English traveller and author

Henry Skrine (1755–1803) was an English traveller and author.

==Life==
He was the son of Richard Dickson Skrine of Warleigh Manor, Bathford, Somerset, and his wife Elizabeth, daughter of John Tryon of Collyweston, Northamptonshire. He entered Christ Church, Oxford, on 24 January 1774, and graduated B.C.L. in 1781. Becoming a member of Lincoln's Inn, he was called to the bar in 1782. He may not have had a practice as a barrister.

Skrine spent much of his time travelling through Great Britain, and recording his experiences. In 1793 he visited the north of Scotland, then little known.
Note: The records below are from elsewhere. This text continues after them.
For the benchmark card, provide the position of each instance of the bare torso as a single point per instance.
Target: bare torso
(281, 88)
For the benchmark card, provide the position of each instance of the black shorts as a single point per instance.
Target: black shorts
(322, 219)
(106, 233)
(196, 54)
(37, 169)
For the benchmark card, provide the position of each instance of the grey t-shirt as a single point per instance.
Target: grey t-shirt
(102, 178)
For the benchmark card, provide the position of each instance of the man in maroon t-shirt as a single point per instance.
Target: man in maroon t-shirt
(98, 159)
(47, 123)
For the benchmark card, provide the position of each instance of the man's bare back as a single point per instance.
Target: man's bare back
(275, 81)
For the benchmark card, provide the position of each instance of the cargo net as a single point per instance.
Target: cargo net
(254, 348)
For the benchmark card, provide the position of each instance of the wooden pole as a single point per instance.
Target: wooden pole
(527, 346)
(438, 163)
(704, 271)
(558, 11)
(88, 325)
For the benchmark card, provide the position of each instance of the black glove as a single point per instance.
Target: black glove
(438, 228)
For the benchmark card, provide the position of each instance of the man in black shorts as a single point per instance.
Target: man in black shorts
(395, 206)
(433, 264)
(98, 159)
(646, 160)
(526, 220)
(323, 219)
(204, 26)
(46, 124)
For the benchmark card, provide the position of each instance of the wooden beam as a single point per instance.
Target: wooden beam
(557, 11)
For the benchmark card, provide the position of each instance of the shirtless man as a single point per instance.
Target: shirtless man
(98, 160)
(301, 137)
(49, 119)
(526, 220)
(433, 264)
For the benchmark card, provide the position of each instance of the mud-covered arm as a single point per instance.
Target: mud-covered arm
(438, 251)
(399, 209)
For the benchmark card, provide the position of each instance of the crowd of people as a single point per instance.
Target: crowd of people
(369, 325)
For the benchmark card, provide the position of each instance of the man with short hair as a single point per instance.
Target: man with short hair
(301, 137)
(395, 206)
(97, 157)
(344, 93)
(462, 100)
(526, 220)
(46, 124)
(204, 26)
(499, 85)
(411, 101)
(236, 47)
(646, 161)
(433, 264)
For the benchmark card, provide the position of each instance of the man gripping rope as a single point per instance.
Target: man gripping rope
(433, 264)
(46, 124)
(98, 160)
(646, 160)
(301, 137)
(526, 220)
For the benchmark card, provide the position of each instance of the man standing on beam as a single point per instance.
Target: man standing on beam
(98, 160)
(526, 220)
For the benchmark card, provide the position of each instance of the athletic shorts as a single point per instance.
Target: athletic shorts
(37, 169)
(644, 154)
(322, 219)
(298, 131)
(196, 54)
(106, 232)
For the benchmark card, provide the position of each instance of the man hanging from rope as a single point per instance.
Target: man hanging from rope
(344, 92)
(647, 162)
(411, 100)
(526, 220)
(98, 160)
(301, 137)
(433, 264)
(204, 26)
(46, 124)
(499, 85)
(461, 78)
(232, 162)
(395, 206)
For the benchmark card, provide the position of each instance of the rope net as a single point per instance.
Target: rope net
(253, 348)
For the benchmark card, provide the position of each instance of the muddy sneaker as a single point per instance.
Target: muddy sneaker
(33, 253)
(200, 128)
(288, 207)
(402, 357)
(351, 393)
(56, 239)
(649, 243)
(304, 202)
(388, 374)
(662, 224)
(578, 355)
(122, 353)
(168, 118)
He died at Walton-on-Thames in 1803.

==Works==
Skrine wrote:

- Three Tours in the North of England and in Scotland, London, 1795.
- Two Tours through Wales, London, 1798; 2nd edit. 1812.
- Rivers of note in Great Britain, London, 1801.

==Family==
Skrine twice married. With his first wife, Marianne, eldest daughter of John Chalié of Wimbledon, Surrey, he had one son, Henry. His second wife was Letitia Harcourt of Dany-Park, near Crickhowell in Brecon. His children were:

- Henry (c.1788–1853), married in 1812 Caroline Anne Spry, daughter of the Rev. Benjamin Spry, and had five sons and four daughters. He built the current Warleigh Manor, c.1815.
- John Harcourt, a cleric, married in 1815 Eleanor Baldwin.
- Thomas Henry, youngest son, died unmarried 1815 at Mathura aged 23, ensign in the 5th Bombay Native Infantry.
- Isabella, Henrietta, and Catherine; with Letitia and Anne, who died young. Henrietta (died 1832) married the Rev. Edward Butler.